Studio album by Blutengel
- Released: February 22, 1999
- Length: 74:07
- Label: SPV Records

Blutengel chronology
|  | Child of Glass (1999) | Seelenschmerz (2001) |

= Child of Glass (album) =

Child of Glass is the debut album by German band Blutengel.
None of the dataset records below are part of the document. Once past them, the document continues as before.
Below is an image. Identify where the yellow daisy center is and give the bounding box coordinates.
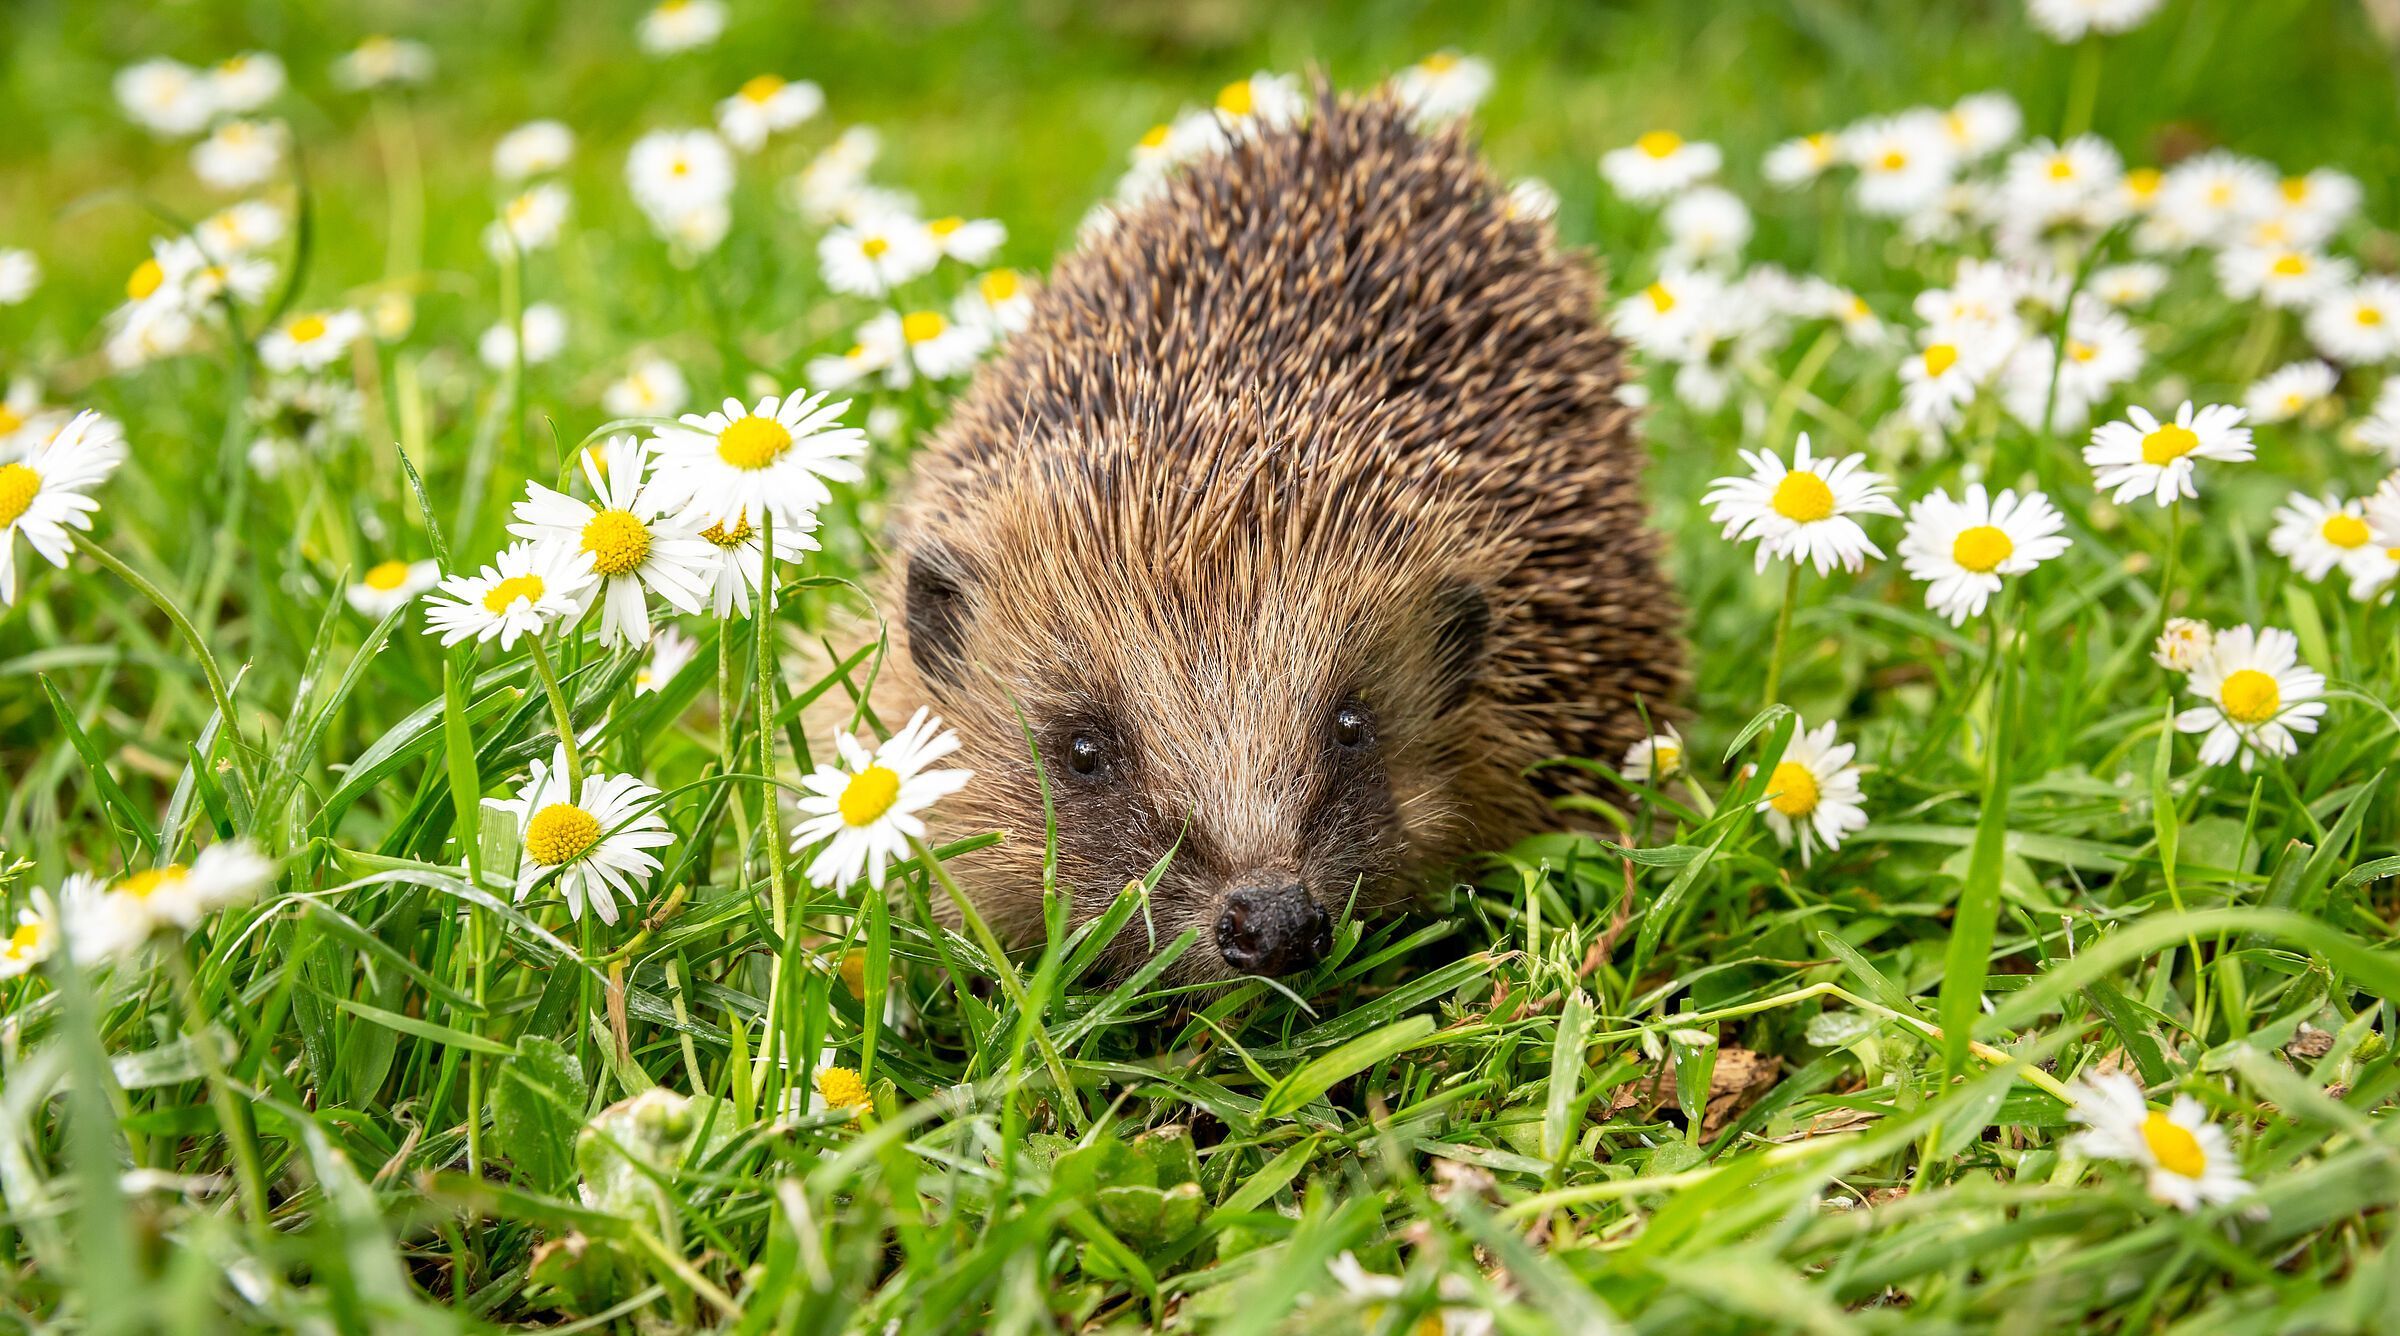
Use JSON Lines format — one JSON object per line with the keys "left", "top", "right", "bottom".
{"left": 581, "top": 509, "right": 652, "bottom": 577}
{"left": 928, "top": 216, "right": 964, "bottom": 237}
{"left": 741, "top": 74, "right": 785, "bottom": 103}
{"left": 815, "top": 1064, "right": 868, "bottom": 1111}
{"left": 902, "top": 310, "right": 947, "bottom": 343}
{"left": 287, "top": 313, "right": 329, "bottom": 343}
{"left": 979, "top": 269, "right": 1021, "bottom": 303}
{"left": 1951, "top": 524, "right": 2014, "bottom": 574}
{"left": 127, "top": 258, "right": 165, "bottom": 300}
{"left": 1138, "top": 123, "right": 1171, "bottom": 150}
{"left": 2139, "top": 423, "right": 2200, "bottom": 465}
{"left": 838, "top": 764, "right": 902, "bottom": 827}
{"left": 2068, "top": 339, "right": 2099, "bottom": 363}
{"left": 2358, "top": 305, "right": 2385, "bottom": 327}
{"left": 6, "top": 919, "right": 41, "bottom": 957}
{"left": 700, "top": 516, "right": 753, "bottom": 548}
{"left": 1770, "top": 471, "right": 1836, "bottom": 524}
{"left": 2126, "top": 167, "right": 2161, "bottom": 199}
{"left": 524, "top": 802, "right": 602, "bottom": 866}
{"left": 2322, "top": 514, "right": 2370, "bottom": 549}
{"left": 481, "top": 572, "right": 546, "bottom": 614}
{"left": 0, "top": 463, "right": 42, "bottom": 528}
{"left": 2269, "top": 252, "right": 2309, "bottom": 278}
{"left": 364, "top": 559, "right": 413, "bottom": 591}
{"left": 1877, "top": 148, "right": 1908, "bottom": 172}
{"left": 1923, "top": 343, "right": 1959, "bottom": 377}
{"left": 121, "top": 865, "right": 190, "bottom": 900}
{"left": 1216, "top": 80, "right": 1256, "bottom": 117}
{"left": 0, "top": 405, "right": 20, "bottom": 434}
{"left": 2279, "top": 176, "right": 2309, "bottom": 203}
{"left": 2218, "top": 668, "right": 2281, "bottom": 726}
{"left": 1421, "top": 52, "right": 1461, "bottom": 73}
{"left": 1645, "top": 282, "right": 1676, "bottom": 314}
{"left": 859, "top": 234, "right": 890, "bottom": 260}
{"left": 1767, "top": 761, "right": 1820, "bottom": 818}
{"left": 2140, "top": 1111, "right": 2208, "bottom": 1179}
{"left": 716, "top": 414, "right": 793, "bottom": 470}
{"left": 1651, "top": 742, "right": 1683, "bottom": 777}
{"left": 2047, "top": 155, "right": 2076, "bottom": 181}
{"left": 1636, "top": 130, "right": 1683, "bottom": 159}
{"left": 2207, "top": 182, "right": 2233, "bottom": 206}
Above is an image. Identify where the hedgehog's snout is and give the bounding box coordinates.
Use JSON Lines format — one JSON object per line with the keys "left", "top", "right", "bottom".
{"left": 1213, "top": 875, "right": 1331, "bottom": 977}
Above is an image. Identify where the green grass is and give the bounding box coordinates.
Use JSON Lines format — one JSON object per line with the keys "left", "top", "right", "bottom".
{"left": 4, "top": 0, "right": 2400, "bottom": 1330}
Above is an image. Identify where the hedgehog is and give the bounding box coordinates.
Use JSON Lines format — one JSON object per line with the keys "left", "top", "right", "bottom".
{"left": 861, "top": 89, "right": 1683, "bottom": 984}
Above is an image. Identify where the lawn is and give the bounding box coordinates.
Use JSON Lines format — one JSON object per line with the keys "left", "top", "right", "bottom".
{"left": 3, "top": 0, "right": 2399, "bottom": 1330}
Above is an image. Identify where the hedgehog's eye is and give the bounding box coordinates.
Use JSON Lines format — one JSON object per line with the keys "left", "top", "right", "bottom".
{"left": 1066, "top": 733, "right": 1109, "bottom": 779}
{"left": 1332, "top": 702, "right": 1373, "bottom": 749}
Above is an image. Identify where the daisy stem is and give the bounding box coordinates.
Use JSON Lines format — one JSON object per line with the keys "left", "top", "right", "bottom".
{"left": 169, "top": 947, "right": 273, "bottom": 1248}
{"left": 526, "top": 632, "right": 582, "bottom": 796}
{"left": 1762, "top": 562, "right": 1803, "bottom": 710}
{"left": 2062, "top": 38, "right": 2103, "bottom": 140}
{"left": 71, "top": 533, "right": 248, "bottom": 787}
{"left": 2154, "top": 500, "right": 2183, "bottom": 637}
{"left": 756, "top": 508, "right": 800, "bottom": 1115}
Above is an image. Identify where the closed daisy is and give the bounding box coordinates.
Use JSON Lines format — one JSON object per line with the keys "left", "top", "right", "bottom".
{"left": 2084, "top": 402, "right": 2253, "bottom": 507}
{"left": 1754, "top": 717, "right": 1869, "bottom": 865}
{"left": 2066, "top": 1070, "right": 2253, "bottom": 1214}
{"left": 635, "top": 624, "right": 699, "bottom": 696}
{"left": 423, "top": 540, "right": 593, "bottom": 650}
{"left": 716, "top": 74, "right": 823, "bottom": 152}
{"left": 487, "top": 747, "right": 672, "bottom": 925}
{"left": 345, "top": 558, "right": 440, "bottom": 617}
{"left": 258, "top": 309, "right": 365, "bottom": 374}
{"left": 1704, "top": 432, "right": 1901, "bottom": 575}
{"left": 1898, "top": 485, "right": 2070, "bottom": 625}
{"left": 2, "top": 411, "right": 127, "bottom": 605}
{"left": 2174, "top": 624, "right": 2326, "bottom": 770}
{"left": 2152, "top": 617, "right": 2214, "bottom": 673}
{"left": 790, "top": 708, "right": 973, "bottom": 892}
{"left": 508, "top": 435, "right": 713, "bottom": 647}
{"left": 647, "top": 389, "right": 867, "bottom": 528}
{"left": 1601, "top": 130, "right": 1720, "bottom": 202}
{"left": 819, "top": 216, "right": 940, "bottom": 297}
{"left": 1622, "top": 724, "right": 1686, "bottom": 784}
{"left": 691, "top": 507, "right": 819, "bottom": 618}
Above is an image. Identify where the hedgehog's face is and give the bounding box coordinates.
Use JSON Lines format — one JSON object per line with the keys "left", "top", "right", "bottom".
{"left": 900, "top": 530, "right": 1491, "bottom": 984}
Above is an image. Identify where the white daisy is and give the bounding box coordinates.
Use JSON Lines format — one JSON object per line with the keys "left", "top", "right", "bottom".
{"left": 923, "top": 215, "right": 1006, "bottom": 266}
{"left": 716, "top": 74, "right": 823, "bottom": 152}
{"left": 2359, "top": 382, "right": 2400, "bottom": 463}
{"left": 2216, "top": 246, "right": 2351, "bottom": 310}
{"left": 2027, "top": 0, "right": 2164, "bottom": 41}
{"left": 1703, "top": 432, "right": 1900, "bottom": 575}
{"left": 1622, "top": 724, "right": 1686, "bottom": 784}
{"left": 0, "top": 893, "right": 55, "bottom": 979}
{"left": 804, "top": 335, "right": 899, "bottom": 394}
{"left": 1898, "top": 486, "right": 2070, "bottom": 625}
{"left": 635, "top": 624, "right": 699, "bottom": 696}
{"left": 648, "top": 390, "right": 866, "bottom": 529}
{"left": 2372, "top": 474, "right": 2400, "bottom": 548}
{"left": 115, "top": 58, "right": 215, "bottom": 135}
{"left": 2156, "top": 151, "right": 2277, "bottom": 247}
{"left": 2175, "top": 624, "right": 2326, "bottom": 770}
{"left": 345, "top": 557, "right": 440, "bottom": 617}
{"left": 1660, "top": 187, "right": 1751, "bottom": 267}
{"left": 2091, "top": 261, "right": 2168, "bottom": 307}
{"left": 423, "top": 540, "right": 594, "bottom": 650}
{"left": 1940, "top": 91, "right": 2023, "bottom": 160}
{"left": 0, "top": 379, "right": 47, "bottom": 454}
{"left": 2305, "top": 279, "right": 2400, "bottom": 365}
{"left": 625, "top": 128, "right": 735, "bottom": 221}
{"left": 789, "top": 708, "right": 973, "bottom": 892}
{"left": 954, "top": 268, "right": 1034, "bottom": 338}
{"left": 1600, "top": 130, "right": 1721, "bottom": 202}
{"left": 2153, "top": 617, "right": 2215, "bottom": 673}
{"left": 191, "top": 119, "right": 286, "bottom": 191}
{"left": 198, "top": 200, "right": 287, "bottom": 257}
{"left": 2244, "top": 360, "right": 2337, "bottom": 425}
{"left": 0, "top": 250, "right": 40, "bottom": 306}
{"left": 1391, "top": 51, "right": 1493, "bottom": 125}
{"left": 2066, "top": 1070, "right": 2254, "bottom": 1213}
{"left": 1997, "top": 135, "right": 2121, "bottom": 229}
{"left": 332, "top": 36, "right": 435, "bottom": 90}
{"left": 1841, "top": 112, "right": 1956, "bottom": 217}
{"left": 818, "top": 215, "right": 941, "bottom": 298}
{"left": 1212, "top": 71, "right": 1306, "bottom": 136}
{"left": 2342, "top": 542, "right": 2399, "bottom": 602}
{"left": 1, "top": 412, "right": 126, "bottom": 605}
{"left": 2084, "top": 402, "right": 2253, "bottom": 507}
{"left": 67, "top": 843, "right": 276, "bottom": 963}
{"left": 486, "top": 747, "right": 673, "bottom": 925}
{"left": 1763, "top": 131, "right": 1838, "bottom": 187}
{"left": 494, "top": 120, "right": 575, "bottom": 181}
{"left": 791, "top": 126, "right": 886, "bottom": 225}
{"left": 1323, "top": 1252, "right": 1495, "bottom": 1336}
{"left": 637, "top": 0, "right": 726, "bottom": 54}
{"left": 508, "top": 435, "right": 713, "bottom": 648}
{"left": 478, "top": 303, "right": 568, "bottom": 370}
{"left": 1900, "top": 336, "right": 1998, "bottom": 432}
{"left": 258, "top": 309, "right": 364, "bottom": 374}
{"left": 2267, "top": 493, "right": 2376, "bottom": 583}
{"left": 2003, "top": 304, "right": 2144, "bottom": 431}
{"left": 602, "top": 355, "right": 690, "bottom": 420}
{"left": 1610, "top": 266, "right": 1725, "bottom": 360}
{"left": 875, "top": 308, "right": 989, "bottom": 381}
{"left": 2269, "top": 169, "right": 2362, "bottom": 245}
{"left": 1754, "top": 717, "right": 1868, "bottom": 866}
{"left": 484, "top": 182, "right": 572, "bottom": 258}
{"left": 1503, "top": 176, "right": 1560, "bottom": 223}
{"left": 209, "top": 52, "right": 285, "bottom": 113}
{"left": 690, "top": 507, "right": 819, "bottom": 618}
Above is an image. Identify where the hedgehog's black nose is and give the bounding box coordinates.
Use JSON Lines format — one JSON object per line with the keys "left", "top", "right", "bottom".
{"left": 1215, "top": 878, "right": 1331, "bottom": 977}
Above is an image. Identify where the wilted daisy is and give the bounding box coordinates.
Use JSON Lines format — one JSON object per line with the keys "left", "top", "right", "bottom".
{"left": 1763, "top": 131, "right": 1839, "bottom": 187}
{"left": 691, "top": 507, "right": 819, "bottom": 618}
{"left": 648, "top": 390, "right": 867, "bottom": 527}
{"left": 191, "top": 119, "right": 285, "bottom": 191}
{"left": 2268, "top": 493, "right": 2378, "bottom": 584}
{"left": 423, "top": 540, "right": 593, "bottom": 650}
{"left": 210, "top": 52, "right": 285, "bottom": 113}
{"left": 0, "top": 893, "right": 55, "bottom": 979}
{"left": 2153, "top": 618, "right": 2214, "bottom": 672}
{"left": 1622, "top": 724, "right": 1686, "bottom": 784}
{"left": 1213, "top": 71, "right": 1306, "bottom": 135}
{"left": 0, "top": 249, "right": 40, "bottom": 306}
{"left": 494, "top": 120, "right": 574, "bottom": 181}
{"left": 484, "top": 183, "right": 572, "bottom": 258}
{"left": 635, "top": 624, "right": 699, "bottom": 696}
{"left": 332, "top": 35, "right": 435, "bottom": 90}
{"left": 479, "top": 303, "right": 568, "bottom": 370}
{"left": 1391, "top": 51, "right": 1493, "bottom": 125}
{"left": 637, "top": 0, "right": 726, "bottom": 55}
{"left": 2027, "top": 0, "right": 2163, "bottom": 42}
{"left": 1600, "top": 130, "right": 1720, "bottom": 202}
{"left": 1898, "top": 486, "right": 2070, "bottom": 624}
{"left": 509, "top": 436, "right": 712, "bottom": 647}
{"left": 1705, "top": 433, "right": 1900, "bottom": 575}
{"left": 345, "top": 558, "right": 440, "bottom": 617}
{"left": 1755, "top": 717, "right": 1869, "bottom": 865}
{"left": 115, "top": 58, "right": 215, "bottom": 135}
{"left": 2216, "top": 246, "right": 2350, "bottom": 310}
{"left": 2244, "top": 360, "right": 2337, "bottom": 425}
{"left": 258, "top": 309, "right": 364, "bottom": 374}
{"left": 2084, "top": 402, "right": 2253, "bottom": 507}
{"left": 2066, "top": 1070, "right": 2253, "bottom": 1213}
{"left": 2305, "top": 279, "right": 2400, "bottom": 365}
{"left": 790, "top": 708, "right": 973, "bottom": 892}
{"left": 818, "top": 216, "right": 940, "bottom": 297}
{"left": 924, "top": 215, "right": 1006, "bottom": 266}
{"left": 602, "top": 355, "right": 690, "bottom": 420}
{"left": 1660, "top": 186, "right": 1751, "bottom": 266}
{"left": 2, "top": 412, "right": 126, "bottom": 605}
{"left": 487, "top": 747, "right": 672, "bottom": 925}
{"left": 2175, "top": 624, "right": 2326, "bottom": 770}
{"left": 716, "top": 74, "right": 823, "bottom": 152}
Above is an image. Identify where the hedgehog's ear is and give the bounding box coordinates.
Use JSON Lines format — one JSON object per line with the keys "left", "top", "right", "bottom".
{"left": 905, "top": 541, "right": 974, "bottom": 688}
{"left": 1427, "top": 579, "right": 1489, "bottom": 713}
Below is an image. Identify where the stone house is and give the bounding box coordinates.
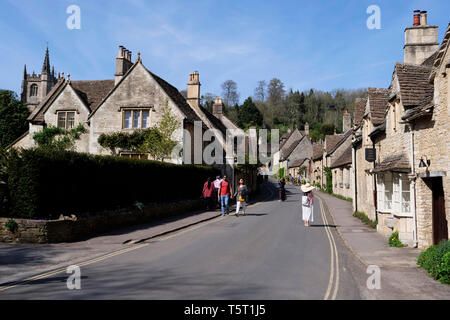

A 25th-anniversary edition remaster of the album was released with a bonus disc of rare tracks.

==Track listing==

| No. | Title | Length |
|---|---|---|
| 1. | "Introduction" | 1:16 |
| 2. | "Beauty of Suffering" | 6:11 |
| 3. | "Goddess of Lies" | 7:38 |
| 4. | "Weg zu mir" | 6:39 |
| 5. | "Das Blut der Ewigkeit" | 4:52 |
| 6. | "My Time" | 5:25 |
| 7. | "Desire" | 3:03 |
| 8. | "Du tanzt" | 5:48 |
| 9. | "Leave the World" | 5:53 |
| 10. | "No God" | 7:12 |
| 11. | "Warriors of Destiny" | 6:58 |
| 12. | "Suicide" | 5:54 |
| 13. | "Demon of Temptation" | 4:48 |
| 14. | "Footworship" | 2:22 |

Child of Glass (25th Anniversary Edition) CD2
| No. | Title | Length |
|---|---|---|
| 1. | "Love" | 5:24 |
| 2. | "Black Roses (Single Edit V. 2)" | 4:47 |
| 3. | "Die with You (Still Suffering Remix)" | 4:40 |
| 4. | "Black Roses (Opposite Sex)" | 4:53 |
| 5. | "Black Roses (White Light Version)" | 5:59 |

==Info==
- All tracks written and produced by Christian "Chris" Pohl
- Male vocals by Chris Pohl
- Female vocals on "Weg zu mir" by Kati Roloff
- Lyrics and female vocals on "Desire", "Suicide" and "Love" by Nina Bendigkeit
- Female vocals on "Footworship" by Kati Roloff and Nina Bendigkeit

"Love" was an unreleased track from the Child of Glass recording sessions, which was later released on the 1998 compilation Awake the Machines Vol. 2.

Nina Bendigkeit left the band after the album release to become a photographer and was replaced by Gini Martin in 2001.

A 2015 rework of "Weg zu mir" was released on the In alle Ewigkeit EP as a teaser for Nemesis: The Best of & Reworked.